Carson began to reframe his comments on the Colorado shooting Monday, in an appearance on Fox News’ "The Kelly File," telling host Megyn Kelly that he had spent his "whole life as a pro-life advocate," citing his many surgeries to save the lives of newborns and children. He said his comments were not intended to paint the entire anti-abortion movement as purveyors of "hateful rhetoric."
"There are some pro-lifers who will say things like 'I can understand why somebody would come into, you know, an abortion clinic and shoot it up,'" he said. "You know, that's kind of over the top. But in terms of saying things like killing babies, I say that myself. That's what it is. You can't sanitize that."
Later that evening, on Facebook – a platform Carson uses frequently to respond to media reports or criticism – he again attempted to defuse the tension.
"Some are twisting my words and I want to be quite clear," Carson said in a Monday night post after referencing the Colorado shooting. "I adamantly condemn the violence. I have no idea why this individual committed these acts. Clearly though, mental health played some role. I was asked about the rhetoric our so-called leaders use. My response dealt with the name calling after the shooting. I responded by saying that everyone in political discourse today shouldn’t hate people for simply believing something different."
“Some people have twisted my words to say somehow our strong beliefs caused this tragedy," he continued. "That is absurd."
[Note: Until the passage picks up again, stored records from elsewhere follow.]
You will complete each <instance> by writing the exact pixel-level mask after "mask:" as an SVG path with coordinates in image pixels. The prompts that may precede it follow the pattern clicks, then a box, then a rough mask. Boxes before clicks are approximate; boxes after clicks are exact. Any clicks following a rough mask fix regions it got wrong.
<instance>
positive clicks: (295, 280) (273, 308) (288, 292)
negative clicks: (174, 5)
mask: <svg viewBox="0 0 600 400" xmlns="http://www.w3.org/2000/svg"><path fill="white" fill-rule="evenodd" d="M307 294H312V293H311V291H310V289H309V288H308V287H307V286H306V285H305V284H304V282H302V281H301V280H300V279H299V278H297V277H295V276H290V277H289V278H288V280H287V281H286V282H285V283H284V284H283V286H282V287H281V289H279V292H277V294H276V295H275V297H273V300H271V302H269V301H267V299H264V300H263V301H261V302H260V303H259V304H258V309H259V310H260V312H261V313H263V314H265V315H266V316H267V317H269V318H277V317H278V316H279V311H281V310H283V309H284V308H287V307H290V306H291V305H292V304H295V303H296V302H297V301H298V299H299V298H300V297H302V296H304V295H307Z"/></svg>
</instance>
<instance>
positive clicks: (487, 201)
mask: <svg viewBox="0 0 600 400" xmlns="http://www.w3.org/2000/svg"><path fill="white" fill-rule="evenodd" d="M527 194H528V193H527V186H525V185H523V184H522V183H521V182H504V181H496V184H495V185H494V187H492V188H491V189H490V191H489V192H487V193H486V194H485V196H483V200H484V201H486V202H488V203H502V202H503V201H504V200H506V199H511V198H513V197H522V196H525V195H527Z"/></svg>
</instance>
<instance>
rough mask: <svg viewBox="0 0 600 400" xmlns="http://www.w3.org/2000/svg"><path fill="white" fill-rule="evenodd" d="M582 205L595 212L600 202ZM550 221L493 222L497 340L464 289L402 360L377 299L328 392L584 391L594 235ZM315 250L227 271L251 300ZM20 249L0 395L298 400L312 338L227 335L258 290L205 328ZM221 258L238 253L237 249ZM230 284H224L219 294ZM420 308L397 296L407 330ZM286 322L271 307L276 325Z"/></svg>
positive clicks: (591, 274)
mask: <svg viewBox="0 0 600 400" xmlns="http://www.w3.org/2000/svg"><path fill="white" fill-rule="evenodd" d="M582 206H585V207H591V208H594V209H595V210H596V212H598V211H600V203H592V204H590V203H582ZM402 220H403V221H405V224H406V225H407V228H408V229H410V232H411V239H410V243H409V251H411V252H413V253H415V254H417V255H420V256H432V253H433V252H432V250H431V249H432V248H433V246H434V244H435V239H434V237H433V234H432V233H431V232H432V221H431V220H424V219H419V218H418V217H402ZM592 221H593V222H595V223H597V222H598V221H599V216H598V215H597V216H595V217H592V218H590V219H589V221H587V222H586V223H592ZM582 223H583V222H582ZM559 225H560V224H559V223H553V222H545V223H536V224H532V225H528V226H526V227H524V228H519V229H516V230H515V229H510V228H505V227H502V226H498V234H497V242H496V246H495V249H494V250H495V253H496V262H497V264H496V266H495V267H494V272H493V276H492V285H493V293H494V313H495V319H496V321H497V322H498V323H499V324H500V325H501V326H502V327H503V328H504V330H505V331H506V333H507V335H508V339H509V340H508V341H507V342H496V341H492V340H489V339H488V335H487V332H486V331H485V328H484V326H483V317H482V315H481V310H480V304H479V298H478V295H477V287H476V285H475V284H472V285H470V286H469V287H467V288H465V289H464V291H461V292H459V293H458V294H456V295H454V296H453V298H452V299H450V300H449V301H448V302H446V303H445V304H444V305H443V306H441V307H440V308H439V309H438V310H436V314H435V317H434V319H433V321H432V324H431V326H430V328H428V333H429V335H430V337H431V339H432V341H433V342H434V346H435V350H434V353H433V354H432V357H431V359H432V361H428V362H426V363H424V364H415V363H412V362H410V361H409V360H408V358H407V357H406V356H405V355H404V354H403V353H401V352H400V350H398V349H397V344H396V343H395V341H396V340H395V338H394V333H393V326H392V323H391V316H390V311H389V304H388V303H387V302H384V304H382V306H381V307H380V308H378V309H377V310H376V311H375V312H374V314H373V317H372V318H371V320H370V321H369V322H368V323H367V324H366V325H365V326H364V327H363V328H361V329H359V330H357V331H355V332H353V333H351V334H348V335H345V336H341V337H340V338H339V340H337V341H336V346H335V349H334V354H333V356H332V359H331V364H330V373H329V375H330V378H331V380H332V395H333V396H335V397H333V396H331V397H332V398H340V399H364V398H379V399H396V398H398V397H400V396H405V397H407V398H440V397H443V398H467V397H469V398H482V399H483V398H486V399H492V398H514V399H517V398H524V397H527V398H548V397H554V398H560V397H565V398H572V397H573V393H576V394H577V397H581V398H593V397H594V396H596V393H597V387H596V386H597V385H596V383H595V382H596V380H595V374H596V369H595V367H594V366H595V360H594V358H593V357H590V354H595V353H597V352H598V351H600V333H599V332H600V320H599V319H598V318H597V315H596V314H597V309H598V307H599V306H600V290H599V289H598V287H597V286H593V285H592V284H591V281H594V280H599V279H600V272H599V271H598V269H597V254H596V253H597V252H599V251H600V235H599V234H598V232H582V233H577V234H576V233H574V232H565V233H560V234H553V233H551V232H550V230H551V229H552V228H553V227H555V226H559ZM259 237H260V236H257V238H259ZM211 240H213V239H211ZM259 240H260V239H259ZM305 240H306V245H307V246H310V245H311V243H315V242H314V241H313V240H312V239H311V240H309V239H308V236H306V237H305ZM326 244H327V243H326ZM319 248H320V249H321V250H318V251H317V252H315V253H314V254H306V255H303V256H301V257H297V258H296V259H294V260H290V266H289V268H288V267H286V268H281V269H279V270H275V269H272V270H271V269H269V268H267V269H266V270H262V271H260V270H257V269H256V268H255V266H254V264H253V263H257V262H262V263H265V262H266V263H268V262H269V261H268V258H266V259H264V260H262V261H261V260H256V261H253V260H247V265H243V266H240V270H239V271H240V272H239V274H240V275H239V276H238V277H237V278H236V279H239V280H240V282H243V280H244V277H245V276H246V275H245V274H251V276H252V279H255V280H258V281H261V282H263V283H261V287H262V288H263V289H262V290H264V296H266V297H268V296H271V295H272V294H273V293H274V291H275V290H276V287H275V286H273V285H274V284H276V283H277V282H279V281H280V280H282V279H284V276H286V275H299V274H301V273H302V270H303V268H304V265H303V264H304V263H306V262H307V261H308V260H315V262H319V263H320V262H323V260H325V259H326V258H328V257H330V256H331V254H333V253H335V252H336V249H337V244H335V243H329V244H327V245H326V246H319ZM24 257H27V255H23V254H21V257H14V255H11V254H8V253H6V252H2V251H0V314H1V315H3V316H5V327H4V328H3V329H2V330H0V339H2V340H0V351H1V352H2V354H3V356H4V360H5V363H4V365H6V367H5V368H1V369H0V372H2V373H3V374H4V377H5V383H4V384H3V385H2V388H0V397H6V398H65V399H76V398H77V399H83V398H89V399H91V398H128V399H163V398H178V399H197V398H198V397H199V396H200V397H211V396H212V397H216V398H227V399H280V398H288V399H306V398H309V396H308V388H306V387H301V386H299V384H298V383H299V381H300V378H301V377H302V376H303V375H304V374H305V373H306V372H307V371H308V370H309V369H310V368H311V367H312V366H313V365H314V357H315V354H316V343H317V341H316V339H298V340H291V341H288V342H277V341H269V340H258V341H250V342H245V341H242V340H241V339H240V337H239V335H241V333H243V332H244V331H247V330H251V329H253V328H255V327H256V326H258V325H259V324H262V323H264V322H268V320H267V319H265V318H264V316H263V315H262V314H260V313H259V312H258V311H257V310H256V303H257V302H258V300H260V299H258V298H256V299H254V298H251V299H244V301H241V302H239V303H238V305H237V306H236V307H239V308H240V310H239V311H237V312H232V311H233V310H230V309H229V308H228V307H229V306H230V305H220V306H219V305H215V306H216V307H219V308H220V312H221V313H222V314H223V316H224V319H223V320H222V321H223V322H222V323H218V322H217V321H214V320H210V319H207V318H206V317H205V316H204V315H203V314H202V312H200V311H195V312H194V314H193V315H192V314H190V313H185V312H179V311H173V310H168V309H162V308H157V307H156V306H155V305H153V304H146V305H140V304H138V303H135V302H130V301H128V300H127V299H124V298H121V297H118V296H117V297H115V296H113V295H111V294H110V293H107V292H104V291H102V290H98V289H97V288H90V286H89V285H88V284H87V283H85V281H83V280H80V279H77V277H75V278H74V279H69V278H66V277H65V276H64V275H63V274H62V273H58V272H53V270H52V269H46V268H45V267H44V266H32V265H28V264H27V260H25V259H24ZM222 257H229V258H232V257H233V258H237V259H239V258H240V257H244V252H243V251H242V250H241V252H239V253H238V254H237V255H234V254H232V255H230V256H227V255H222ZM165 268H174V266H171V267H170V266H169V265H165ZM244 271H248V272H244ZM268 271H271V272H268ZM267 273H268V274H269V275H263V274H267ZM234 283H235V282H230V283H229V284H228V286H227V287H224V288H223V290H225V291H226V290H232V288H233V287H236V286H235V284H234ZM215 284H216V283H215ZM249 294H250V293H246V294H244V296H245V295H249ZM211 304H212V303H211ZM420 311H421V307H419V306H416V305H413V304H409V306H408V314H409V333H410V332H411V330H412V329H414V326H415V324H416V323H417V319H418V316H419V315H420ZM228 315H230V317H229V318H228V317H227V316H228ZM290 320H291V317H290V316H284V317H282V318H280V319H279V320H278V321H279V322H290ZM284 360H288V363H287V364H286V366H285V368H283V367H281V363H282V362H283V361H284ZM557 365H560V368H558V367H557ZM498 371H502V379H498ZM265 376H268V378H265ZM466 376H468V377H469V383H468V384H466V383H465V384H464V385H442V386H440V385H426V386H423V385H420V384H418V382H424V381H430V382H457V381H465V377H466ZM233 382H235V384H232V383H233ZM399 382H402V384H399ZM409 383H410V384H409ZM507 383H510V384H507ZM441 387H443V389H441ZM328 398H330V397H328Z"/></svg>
With his polls numbers slipping and rivals like Cruz gaining among evangelical voters, Carson moved Wednesday to bolster his standing by rolling out endorsements from pastors from around the country -- an event in South Carolina that came a week after he appointed Liberty University's Johnnie Moore as a "special faith adviser," and one day after he named a Las Vegas pastor as his Nevada campaign chairman.
Moore did not respond to requests for comment.
While Carson’s missteps may have tarnished an otherwise sterling brand among Christian conservatives, the existing reservoir of goodwill leaves many willing to give him the benefit of the doubt. Penny Nance, CEO of Concerned Women for America, said Carson is a "man of good character" who appeared to be "underserved, perhaps, by staff that should be briefing him more clearly on these issues."
Nance observed that Carson's status as an outsider in the presidential field is double-edged: it attracts voters sick of the status quo, but it also means he hasn't been in the political trenches with abortion opponents and learned the language of the movement.
"Being an outsider is good and it’s bad," she said. "I think this is indicative of where it hurts you not to really be someone who has come up in the movement and has worked on a day to day basis with these issues."